Israel espera que el refuerzo con la tercera dosis de la vacuna pueda evitar un nuevo encierro a medida que se desvanece la eficacia de la vacuna.

El sabor de la libertad duró poco.

Después de que Israel estuvo en la vanguardia para vacunar a gran parte de su población y reabrió su economía en marzo, se convirtió en una esperanza para el mundo.

Durante cinco meses, los israelíes disfrutaron del sabor de la libertad posterior a la pandemia. Pero ahora, con las infecciones de coronavirus aumentando en Israel y el público preparándose para otro posible encierro, los científicos se preguntan qué ha salido mal en un país donde el 80% de los adultos han recibido sus dos dosis.

La respuesta, es que la protección conferida por la vacuna de dos inyecciones BioNTech / Pfizer, que Israel ha utilizado casi exclusivamente, parece desvanecerse más rápido de lo previsto, lo que aumenta el riesgo de “infecciones “.  Esto eventualmente deja a los primeros vacunados, generalmente los más viejos y vulnerables, con un riesgo creciente de infección y enfermedad grave.

Observación de tendencias.

En el Centro Médico Sheba, los investigadores identificaron la tendencia de forma temprana. Los análisis de sangre mensuales del personal médico, muchos de los cuales habían sido vacunados en diciembre, comenzaron a mostrar una disminución de los niveles de anticuerpos y caídas significativas en junio. En alrededor de seis meses, notaron que el nivel de anticuerpos en el personal médico estaba disminuyendo y, que en todo Israel, hubo un aumento en el número de pacientes. Y esto sucedía en paralelo con la variante Delta ”. También comenzaron a notar un aumento en las personas ancianas vacunadas que dieron positivo y que buscaban atención. Lo más preocupante es que la eficacia de la vacuna para la prevención de enfermedades graves en la cohorte más vulnerable (israelíes mayores de 65 años, la mayoría de los cuales recibieron doble inyección en enero) se redujo al 55%.

Rafuerzo de la vacuna

En un esfuerzo por evitar otro encierro nacional, el Primer Ministro Bennett anunció un plan de casi 800 millones de dólares para duplicar la capacidad hospitalaria para atender a los enfermos graves. El 30 de julio, Israel también se convirtió en el primer país en administrar una tercera inyección de la vacuna Pfizer como refuerzo.

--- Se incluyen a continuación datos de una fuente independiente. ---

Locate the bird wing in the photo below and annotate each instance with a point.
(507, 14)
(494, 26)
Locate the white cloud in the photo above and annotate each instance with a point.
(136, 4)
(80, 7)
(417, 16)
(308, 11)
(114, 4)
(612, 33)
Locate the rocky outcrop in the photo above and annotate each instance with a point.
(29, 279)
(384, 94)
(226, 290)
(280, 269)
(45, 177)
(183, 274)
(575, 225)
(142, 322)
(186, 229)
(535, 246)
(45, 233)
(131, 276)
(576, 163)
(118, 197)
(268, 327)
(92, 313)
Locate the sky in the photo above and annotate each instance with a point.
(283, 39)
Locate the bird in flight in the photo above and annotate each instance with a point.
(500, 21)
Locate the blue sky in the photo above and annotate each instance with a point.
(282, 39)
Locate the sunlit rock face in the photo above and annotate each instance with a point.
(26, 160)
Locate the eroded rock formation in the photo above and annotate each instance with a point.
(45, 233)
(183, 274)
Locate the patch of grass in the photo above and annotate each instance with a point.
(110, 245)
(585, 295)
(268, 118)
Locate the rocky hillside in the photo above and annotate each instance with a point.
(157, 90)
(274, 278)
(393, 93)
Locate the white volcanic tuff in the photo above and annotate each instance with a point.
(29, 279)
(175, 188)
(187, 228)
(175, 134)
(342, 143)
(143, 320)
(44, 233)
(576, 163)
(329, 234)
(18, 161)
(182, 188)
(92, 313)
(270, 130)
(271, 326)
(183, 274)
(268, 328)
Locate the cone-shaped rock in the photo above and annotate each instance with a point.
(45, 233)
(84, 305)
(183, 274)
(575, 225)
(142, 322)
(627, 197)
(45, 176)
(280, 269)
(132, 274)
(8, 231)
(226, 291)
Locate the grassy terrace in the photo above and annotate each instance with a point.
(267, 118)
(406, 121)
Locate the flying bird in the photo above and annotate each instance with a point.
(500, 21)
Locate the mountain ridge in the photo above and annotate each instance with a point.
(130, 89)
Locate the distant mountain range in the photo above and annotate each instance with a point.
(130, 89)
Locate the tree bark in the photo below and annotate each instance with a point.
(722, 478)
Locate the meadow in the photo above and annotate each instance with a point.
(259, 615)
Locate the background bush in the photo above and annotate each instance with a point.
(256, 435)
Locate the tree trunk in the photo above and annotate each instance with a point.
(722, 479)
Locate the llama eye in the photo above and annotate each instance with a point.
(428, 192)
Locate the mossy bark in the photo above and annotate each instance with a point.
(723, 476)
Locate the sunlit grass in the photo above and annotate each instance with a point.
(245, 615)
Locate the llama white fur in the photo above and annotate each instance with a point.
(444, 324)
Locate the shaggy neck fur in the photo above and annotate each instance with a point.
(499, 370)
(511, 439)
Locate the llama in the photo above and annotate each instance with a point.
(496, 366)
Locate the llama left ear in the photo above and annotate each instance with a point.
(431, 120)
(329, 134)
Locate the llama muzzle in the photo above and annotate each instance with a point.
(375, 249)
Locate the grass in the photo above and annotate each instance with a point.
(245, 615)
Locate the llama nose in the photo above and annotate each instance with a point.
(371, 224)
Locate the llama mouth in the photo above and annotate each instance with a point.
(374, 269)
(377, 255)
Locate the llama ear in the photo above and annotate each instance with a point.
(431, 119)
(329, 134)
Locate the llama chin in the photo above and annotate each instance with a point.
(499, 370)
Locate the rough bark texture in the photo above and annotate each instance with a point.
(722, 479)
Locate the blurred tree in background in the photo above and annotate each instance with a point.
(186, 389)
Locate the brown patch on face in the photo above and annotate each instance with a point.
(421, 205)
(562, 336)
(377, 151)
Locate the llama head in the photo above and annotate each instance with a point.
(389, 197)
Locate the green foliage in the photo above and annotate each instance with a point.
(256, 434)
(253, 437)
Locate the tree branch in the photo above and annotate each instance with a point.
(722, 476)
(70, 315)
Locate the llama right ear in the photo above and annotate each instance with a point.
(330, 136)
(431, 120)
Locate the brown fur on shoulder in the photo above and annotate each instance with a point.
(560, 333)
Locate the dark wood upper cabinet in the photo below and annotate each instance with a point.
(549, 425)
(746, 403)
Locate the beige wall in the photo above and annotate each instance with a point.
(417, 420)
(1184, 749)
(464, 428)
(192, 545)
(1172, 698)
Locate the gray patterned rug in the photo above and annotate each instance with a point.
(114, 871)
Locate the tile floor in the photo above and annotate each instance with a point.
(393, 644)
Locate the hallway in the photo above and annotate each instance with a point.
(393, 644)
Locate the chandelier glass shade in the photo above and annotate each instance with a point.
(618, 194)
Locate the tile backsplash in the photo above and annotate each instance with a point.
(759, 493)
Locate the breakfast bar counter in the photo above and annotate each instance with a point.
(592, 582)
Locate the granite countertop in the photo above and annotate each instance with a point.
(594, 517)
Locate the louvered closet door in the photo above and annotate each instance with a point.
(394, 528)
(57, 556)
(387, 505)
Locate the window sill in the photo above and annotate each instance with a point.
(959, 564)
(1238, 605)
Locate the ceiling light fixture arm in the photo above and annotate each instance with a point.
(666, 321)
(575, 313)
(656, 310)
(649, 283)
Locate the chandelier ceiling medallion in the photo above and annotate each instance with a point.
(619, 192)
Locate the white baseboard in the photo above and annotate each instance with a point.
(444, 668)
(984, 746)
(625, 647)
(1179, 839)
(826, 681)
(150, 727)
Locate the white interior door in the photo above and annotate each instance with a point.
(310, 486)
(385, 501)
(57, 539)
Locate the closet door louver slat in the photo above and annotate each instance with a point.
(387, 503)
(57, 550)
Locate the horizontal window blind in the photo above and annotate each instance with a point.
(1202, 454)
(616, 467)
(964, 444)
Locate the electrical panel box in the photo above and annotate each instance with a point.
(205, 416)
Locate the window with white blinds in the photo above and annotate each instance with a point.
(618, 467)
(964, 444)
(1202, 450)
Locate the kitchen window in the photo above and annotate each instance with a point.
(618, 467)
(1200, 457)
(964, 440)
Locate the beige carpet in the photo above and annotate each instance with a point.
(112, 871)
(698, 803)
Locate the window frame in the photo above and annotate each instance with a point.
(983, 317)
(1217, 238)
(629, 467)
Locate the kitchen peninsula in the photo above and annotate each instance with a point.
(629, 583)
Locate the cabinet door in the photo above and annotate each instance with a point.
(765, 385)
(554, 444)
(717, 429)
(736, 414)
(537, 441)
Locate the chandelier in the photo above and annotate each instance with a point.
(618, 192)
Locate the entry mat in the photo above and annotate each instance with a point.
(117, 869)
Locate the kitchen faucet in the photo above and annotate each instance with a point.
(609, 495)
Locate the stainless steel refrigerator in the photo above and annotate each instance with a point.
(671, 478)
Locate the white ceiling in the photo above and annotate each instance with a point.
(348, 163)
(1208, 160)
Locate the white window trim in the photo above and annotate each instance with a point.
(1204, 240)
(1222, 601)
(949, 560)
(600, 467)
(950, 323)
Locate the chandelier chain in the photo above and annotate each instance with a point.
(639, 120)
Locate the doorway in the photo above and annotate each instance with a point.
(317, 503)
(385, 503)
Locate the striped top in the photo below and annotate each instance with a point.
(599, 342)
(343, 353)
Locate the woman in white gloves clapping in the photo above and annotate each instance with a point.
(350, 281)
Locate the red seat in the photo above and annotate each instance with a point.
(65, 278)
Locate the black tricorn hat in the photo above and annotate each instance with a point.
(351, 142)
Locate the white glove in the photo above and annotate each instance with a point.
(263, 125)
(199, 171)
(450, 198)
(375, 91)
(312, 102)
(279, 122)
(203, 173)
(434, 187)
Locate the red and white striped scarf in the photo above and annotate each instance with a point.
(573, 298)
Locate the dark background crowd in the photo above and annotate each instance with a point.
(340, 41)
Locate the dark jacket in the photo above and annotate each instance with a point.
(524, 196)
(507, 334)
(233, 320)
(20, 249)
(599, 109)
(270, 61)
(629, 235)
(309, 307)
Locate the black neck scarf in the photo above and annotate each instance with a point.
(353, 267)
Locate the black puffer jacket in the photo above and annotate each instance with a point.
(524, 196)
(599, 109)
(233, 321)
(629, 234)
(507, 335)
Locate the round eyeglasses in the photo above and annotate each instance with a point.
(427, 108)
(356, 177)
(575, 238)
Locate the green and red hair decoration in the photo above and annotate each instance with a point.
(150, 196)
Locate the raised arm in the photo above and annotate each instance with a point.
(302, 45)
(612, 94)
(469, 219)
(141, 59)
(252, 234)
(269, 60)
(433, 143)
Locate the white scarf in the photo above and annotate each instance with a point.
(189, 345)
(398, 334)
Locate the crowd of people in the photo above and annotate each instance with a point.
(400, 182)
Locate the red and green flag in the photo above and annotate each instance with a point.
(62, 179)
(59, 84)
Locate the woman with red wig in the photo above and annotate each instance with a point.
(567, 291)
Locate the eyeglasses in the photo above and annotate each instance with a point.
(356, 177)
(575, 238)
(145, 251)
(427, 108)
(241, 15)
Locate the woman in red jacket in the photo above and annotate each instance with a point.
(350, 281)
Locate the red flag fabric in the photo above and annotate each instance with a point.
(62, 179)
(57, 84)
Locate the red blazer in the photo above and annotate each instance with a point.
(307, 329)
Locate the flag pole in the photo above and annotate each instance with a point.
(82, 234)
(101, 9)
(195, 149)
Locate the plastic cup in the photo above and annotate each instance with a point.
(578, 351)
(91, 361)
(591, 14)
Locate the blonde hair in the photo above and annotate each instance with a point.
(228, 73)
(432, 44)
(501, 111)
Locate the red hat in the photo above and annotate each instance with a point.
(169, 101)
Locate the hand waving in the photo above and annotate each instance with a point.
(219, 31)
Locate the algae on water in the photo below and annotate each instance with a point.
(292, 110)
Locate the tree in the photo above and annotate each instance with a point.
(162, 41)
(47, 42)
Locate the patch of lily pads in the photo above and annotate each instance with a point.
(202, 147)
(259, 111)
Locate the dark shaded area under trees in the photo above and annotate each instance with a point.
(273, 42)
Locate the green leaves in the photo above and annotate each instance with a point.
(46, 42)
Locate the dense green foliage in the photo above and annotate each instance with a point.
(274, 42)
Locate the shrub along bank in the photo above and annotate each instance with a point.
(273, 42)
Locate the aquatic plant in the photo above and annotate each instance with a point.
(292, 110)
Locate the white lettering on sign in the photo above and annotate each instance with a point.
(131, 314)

Aunque la decisión debería haberse tomado antes, aún así fue una decisión muy valiente, ya que en ese momento, la Administración de Drogas y Alimentos de EE. UU, decía que no era necesaria una tercera inyección, por lo que se necesitó mucha valentía para seguir adelante sin el respaldo de la FDA que autorizó la terceras dosis de la vacuna hasta el 13 de agosto y solo para adultos inmunodeprimidos. Israel inicialmente administró refuerzos a personas mayores de 60 años, luego a personas mayores de 50 y, desde el viernes, a personas mayores de 40.

Conclusión

Aunque algunos de los primeros datos sobre el impacto de las inyecciones de refuerzo parecen prometedores, todavía es demasiado pronto para medir su impacto.